Nell'opera arendtiana "Le origini del totalitarismo" si rintracciano le cause delle dittature a partire dalla Rivoluzione industriale. Arendt crede, infatti, che il conformismo sociale, che questa ha provocato, sia una minaccia costante alla libertà politica. La crisi della politica nell'età moderna è il tema principale trattato in "Vita activa. La condizione umana", del 1958. Arendt, indagando il funzionamento della pólis greco-romana, crede che l'agire politico (la vita attiva, appunto, contrapposta alla vita contemplativa) sia stato sostituito dal fare e poi dal lavorare per la sopravvivenza (la decadenza dall'agire alle altre fasi è da rintracciare soprattutto con l'avvento della società cristiano-medievale).
Arendt definisce le tre forme in cui si articola l'agire umano: l'attività lavorativa, l'operare e l'agire.

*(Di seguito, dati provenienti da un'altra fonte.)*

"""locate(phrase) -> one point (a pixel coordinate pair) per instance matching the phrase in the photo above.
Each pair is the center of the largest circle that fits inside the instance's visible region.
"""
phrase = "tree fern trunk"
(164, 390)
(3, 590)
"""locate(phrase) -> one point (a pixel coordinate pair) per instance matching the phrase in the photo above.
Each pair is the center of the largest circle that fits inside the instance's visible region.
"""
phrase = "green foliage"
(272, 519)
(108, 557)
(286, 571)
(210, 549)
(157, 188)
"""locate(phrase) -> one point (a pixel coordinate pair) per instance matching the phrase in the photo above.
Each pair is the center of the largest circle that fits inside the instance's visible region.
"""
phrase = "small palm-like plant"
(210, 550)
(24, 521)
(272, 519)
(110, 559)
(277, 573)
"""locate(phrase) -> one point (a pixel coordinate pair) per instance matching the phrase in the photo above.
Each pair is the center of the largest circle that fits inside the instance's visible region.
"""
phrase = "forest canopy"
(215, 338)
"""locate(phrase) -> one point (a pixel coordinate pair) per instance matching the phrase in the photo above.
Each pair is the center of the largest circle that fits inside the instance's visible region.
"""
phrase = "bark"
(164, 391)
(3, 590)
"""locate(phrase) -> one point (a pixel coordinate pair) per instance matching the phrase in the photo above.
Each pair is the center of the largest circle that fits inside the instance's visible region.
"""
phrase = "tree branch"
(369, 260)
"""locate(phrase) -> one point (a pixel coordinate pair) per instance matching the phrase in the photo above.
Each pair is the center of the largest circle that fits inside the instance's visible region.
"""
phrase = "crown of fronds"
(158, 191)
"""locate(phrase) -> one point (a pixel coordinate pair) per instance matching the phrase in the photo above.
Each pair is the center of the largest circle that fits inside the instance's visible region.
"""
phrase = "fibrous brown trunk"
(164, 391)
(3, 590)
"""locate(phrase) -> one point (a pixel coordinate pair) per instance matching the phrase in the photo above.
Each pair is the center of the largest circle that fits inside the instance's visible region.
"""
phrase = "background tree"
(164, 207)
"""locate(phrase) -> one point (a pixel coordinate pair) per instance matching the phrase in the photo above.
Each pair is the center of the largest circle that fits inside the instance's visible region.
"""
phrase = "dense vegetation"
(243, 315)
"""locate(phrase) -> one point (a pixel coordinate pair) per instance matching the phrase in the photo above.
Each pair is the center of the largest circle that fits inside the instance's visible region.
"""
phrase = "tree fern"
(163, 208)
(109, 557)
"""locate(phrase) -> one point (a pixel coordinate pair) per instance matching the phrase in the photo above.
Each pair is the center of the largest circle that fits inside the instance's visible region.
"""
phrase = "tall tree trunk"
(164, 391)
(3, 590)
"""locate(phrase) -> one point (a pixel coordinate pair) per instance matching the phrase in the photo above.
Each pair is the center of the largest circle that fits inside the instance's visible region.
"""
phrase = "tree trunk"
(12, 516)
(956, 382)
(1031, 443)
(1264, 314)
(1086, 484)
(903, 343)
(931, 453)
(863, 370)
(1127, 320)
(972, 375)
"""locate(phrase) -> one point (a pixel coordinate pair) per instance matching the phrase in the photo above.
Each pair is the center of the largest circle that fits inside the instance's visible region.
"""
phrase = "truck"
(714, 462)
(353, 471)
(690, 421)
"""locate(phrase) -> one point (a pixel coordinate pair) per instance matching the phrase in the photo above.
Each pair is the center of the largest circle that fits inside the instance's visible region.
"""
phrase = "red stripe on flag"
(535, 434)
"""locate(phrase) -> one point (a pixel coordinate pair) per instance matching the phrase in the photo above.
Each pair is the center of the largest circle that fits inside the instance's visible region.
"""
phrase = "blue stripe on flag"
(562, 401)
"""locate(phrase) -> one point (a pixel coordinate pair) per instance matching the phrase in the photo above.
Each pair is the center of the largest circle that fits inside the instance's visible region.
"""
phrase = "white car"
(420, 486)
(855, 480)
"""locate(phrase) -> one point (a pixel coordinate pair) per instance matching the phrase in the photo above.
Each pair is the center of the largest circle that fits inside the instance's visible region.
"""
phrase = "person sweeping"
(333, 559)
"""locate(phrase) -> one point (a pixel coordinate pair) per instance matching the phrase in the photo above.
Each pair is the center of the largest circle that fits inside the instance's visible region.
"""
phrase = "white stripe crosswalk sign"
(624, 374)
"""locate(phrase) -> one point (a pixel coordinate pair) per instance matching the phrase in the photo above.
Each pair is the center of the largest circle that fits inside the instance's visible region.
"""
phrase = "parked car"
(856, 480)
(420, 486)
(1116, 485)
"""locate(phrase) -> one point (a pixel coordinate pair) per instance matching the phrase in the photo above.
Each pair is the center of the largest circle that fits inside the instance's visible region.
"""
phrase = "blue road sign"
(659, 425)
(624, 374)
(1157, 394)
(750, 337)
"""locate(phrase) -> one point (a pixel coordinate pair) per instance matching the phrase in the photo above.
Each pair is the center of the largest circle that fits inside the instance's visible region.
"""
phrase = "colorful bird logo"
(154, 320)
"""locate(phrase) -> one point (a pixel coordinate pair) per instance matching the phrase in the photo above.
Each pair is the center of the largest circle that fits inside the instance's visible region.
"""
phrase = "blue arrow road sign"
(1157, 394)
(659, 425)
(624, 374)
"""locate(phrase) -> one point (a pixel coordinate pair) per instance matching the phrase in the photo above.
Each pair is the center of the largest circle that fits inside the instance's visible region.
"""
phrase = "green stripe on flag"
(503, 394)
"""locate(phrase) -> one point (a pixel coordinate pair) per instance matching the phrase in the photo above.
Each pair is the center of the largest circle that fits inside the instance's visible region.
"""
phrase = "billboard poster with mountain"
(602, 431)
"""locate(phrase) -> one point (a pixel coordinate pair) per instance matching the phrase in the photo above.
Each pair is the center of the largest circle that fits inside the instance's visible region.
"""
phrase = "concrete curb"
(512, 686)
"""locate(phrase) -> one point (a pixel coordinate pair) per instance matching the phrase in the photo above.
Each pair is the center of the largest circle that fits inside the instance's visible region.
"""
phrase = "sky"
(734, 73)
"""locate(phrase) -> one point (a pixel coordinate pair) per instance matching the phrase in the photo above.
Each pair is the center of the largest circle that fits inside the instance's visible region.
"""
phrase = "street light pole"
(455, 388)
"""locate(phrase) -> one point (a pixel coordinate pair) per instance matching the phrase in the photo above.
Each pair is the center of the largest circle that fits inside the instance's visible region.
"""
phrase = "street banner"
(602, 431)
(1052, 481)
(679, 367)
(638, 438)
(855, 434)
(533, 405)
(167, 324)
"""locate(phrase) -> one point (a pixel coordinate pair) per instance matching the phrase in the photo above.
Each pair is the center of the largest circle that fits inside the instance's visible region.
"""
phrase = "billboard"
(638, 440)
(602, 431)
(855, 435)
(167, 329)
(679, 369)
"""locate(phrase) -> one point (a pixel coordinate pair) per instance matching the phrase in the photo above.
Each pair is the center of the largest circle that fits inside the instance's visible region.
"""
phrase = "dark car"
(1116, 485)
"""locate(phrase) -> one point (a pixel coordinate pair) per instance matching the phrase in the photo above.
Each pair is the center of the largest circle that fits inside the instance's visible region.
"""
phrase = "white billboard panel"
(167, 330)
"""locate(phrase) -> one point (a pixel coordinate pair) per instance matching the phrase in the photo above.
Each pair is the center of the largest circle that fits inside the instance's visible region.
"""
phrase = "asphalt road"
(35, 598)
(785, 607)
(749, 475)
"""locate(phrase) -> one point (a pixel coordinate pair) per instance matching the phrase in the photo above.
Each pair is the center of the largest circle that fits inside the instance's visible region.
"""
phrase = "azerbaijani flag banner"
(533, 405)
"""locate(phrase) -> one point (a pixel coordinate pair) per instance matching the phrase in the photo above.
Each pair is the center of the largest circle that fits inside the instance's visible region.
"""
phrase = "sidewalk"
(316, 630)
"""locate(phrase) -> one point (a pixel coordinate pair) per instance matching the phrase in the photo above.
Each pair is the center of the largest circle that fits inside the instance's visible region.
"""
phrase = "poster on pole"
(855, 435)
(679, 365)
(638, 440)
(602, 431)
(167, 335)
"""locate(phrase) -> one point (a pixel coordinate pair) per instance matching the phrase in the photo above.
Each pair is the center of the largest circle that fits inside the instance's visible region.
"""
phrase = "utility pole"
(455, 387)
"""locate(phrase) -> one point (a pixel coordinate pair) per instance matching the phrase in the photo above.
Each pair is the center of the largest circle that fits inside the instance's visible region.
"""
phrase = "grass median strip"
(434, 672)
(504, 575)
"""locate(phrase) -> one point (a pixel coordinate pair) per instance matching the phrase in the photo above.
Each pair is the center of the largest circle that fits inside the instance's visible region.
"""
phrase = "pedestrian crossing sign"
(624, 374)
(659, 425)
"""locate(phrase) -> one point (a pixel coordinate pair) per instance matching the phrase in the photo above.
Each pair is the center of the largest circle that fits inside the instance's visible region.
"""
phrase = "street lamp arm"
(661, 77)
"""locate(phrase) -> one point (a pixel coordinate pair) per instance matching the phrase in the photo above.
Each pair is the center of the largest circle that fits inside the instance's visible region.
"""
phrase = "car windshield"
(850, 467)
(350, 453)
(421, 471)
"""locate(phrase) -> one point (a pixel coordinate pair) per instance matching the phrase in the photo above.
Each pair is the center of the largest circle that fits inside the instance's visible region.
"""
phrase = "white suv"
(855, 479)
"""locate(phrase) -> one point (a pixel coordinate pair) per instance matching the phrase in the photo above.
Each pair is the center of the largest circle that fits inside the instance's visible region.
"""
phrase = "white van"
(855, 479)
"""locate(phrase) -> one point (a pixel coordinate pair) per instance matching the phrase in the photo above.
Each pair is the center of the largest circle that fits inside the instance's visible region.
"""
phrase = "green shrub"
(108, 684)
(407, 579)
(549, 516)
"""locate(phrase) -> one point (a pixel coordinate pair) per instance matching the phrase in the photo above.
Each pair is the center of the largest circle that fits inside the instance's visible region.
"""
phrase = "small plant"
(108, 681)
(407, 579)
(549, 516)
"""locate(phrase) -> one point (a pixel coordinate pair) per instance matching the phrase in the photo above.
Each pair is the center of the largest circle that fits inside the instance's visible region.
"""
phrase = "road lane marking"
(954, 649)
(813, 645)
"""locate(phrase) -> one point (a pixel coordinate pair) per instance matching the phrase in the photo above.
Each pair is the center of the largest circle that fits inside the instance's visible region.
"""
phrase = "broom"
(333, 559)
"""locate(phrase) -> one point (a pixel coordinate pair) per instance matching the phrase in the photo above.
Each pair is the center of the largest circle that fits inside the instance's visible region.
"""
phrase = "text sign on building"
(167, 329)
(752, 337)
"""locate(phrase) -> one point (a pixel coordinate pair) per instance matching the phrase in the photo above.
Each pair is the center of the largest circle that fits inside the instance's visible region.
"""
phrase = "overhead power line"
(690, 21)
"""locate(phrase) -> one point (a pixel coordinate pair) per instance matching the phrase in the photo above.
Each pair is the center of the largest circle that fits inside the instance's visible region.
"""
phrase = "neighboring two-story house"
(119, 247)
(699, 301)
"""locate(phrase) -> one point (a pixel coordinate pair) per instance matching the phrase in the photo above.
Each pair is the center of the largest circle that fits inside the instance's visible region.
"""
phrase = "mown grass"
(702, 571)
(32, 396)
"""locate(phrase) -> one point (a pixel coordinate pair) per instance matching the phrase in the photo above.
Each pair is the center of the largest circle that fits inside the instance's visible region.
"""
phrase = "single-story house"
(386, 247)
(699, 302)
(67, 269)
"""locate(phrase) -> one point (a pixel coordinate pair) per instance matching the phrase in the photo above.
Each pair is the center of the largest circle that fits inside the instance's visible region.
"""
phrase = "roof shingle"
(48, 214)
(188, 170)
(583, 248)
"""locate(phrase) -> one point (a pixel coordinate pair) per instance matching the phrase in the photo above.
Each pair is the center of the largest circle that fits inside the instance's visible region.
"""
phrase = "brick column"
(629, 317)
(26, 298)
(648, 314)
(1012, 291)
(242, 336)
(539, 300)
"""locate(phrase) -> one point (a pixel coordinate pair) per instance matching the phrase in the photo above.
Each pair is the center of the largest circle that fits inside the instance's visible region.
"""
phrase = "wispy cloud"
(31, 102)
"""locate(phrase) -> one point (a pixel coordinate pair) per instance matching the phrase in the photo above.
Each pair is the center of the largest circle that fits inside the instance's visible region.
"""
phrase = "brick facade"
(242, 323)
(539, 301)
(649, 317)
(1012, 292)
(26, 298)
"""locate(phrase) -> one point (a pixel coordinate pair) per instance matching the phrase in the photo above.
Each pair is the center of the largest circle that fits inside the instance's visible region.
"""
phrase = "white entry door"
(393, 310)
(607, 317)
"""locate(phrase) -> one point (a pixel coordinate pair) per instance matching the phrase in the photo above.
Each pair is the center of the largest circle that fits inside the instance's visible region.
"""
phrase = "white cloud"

Marx crede che il lavoro umanizzi l'uomo, mentre Arendt, vicina alle posizioni di Marcuse, crede che l'uomo, in questo tempo, lavori solo per sopravvivere e, al contrario, è convinta che proprio l'agire politico umanizzi l'uomo: l'attività lavorativa, infatti, è energia che si sprigiona e subito viene consumata; in questo senso si lavora per sopravvivere.

L'operare, invece, crea un mondo artificiale, diverso dall'ambiente naturale. L'uomo che opera è colui che costruisce, dunque l'uomo tecnologico che plasma la terra.
L'azione, al contrario, è la sola attività che mette in rapporto diretto gli uomini, senza mediazioni di oggetti: questa è la politica dell'antica Grecia, in cui gli uomini comunicano soltanto attraverso il linguaggio e le nobili gesta. La pólis greco-romana, infatti, esaltava i valori dell'interazione comunicativa tra uomini liberi, protagonisti diretti della vita pubblica. Arendt riprende il pensiero aristotelico secondo cui solo l'azione e il discorso, ovvero le attività umane più elevate, appartengono davvero all'agire politico. Vivere nella pólis, per i Greci, significava abbandonare la violenza e "limitarsi" a usare la forza persuasiva del discorso.
La fine della politica ci consegna quindi alla società del lavoro, la quale ci trasforma in impiegati, perché ci diamo da fare non per vivere, ma per sopravvivere.